Authors are exploring an exciting array of topics: knowledge networks in South America, countercultural responses in Israel, environmental and agricultural research in Switzerland, and the role of women in French experiments. This research may further challenge us to consider a more diverse set of ways of knowing psychedelic history and its legacy in different regions.
Based on your research and experience, what do you see as the frontier or future of the field?
Given the psychedelic renaissance on the horizon, we are hopeful that psychedelic histories will continue to enrich our understanding of drugs, drug users, harm reduction strategies, and the stories we tell each other as we make sense of drug use in our modern society. Psychedelic histories offer a rich subject for exploring some of the intersections of politics, medicine, experimentation, and culture.

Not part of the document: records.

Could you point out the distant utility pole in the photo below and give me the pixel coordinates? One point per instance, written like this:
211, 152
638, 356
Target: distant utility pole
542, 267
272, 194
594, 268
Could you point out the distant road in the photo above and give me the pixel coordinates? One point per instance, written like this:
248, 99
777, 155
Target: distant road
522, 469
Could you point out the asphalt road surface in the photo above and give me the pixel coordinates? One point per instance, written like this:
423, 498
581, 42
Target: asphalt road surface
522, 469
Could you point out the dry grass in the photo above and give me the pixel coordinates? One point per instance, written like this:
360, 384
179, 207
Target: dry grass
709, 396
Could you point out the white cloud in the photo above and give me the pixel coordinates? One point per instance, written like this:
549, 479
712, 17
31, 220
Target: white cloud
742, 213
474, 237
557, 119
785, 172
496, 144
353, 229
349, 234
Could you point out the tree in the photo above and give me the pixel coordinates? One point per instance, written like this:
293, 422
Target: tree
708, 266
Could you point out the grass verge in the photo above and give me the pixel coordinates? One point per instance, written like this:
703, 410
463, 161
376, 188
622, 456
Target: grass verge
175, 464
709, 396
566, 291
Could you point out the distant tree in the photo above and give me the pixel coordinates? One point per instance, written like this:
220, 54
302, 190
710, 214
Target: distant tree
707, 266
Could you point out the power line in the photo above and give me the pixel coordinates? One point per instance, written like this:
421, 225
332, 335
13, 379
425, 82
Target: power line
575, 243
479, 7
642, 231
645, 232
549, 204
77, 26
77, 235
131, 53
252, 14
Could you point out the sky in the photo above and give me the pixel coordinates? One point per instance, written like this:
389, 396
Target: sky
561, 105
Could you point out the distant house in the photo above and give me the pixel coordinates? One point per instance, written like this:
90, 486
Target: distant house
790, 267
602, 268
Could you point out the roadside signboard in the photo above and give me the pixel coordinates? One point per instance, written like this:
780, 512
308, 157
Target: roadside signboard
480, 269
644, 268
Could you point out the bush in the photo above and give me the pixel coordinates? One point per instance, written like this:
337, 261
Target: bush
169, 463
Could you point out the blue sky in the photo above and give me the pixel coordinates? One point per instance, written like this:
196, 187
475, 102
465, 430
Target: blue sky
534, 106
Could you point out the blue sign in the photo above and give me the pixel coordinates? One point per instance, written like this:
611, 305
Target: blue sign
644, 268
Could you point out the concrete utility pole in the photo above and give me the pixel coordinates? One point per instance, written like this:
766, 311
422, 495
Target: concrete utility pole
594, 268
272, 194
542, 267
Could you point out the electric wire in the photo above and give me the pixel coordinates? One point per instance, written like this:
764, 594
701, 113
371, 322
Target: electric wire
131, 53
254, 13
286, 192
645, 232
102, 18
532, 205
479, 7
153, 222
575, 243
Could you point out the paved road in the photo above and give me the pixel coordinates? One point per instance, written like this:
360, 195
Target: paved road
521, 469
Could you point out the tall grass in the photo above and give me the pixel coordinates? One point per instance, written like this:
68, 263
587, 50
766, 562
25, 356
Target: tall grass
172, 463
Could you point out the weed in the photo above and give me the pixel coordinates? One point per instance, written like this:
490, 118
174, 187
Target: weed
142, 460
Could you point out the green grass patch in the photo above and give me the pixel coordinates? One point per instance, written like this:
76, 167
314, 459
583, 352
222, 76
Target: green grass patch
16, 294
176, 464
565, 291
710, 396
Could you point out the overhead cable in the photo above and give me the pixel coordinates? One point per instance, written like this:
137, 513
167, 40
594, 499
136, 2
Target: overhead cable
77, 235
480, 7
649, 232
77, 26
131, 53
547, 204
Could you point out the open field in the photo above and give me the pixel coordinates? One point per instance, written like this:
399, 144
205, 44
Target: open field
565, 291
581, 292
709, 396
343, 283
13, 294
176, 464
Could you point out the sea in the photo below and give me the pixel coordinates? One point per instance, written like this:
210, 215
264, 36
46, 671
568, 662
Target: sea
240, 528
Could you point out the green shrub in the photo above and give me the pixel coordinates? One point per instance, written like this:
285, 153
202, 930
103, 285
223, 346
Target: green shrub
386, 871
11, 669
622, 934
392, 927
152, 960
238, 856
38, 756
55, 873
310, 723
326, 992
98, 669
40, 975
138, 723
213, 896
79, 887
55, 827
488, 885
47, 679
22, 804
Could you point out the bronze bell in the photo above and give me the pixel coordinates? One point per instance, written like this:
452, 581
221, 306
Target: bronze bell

Social and political attitudes towards drugs are changing. Some drugs that used to be associated with harms—like the psychedelics—are being rebranded in the 21st century. This rebranding necessarily harkens back to some of the historical research that originally invested in psychedelic psychotherapy, but it also revives fears about drug abuse and “radical” or “dangerous” altered consciousness.
What scholar, living or dead, would you most like to have dinner with?
I would love to have been a participant in one of the many dinner parties hosted by Maria and Aldous Huxley. They famously had a wide array of writers, poets, philosophers, actors, scientists, politicians, and even psychics, over to their home to explore the many depths of psychedelic thinking and its influence on society.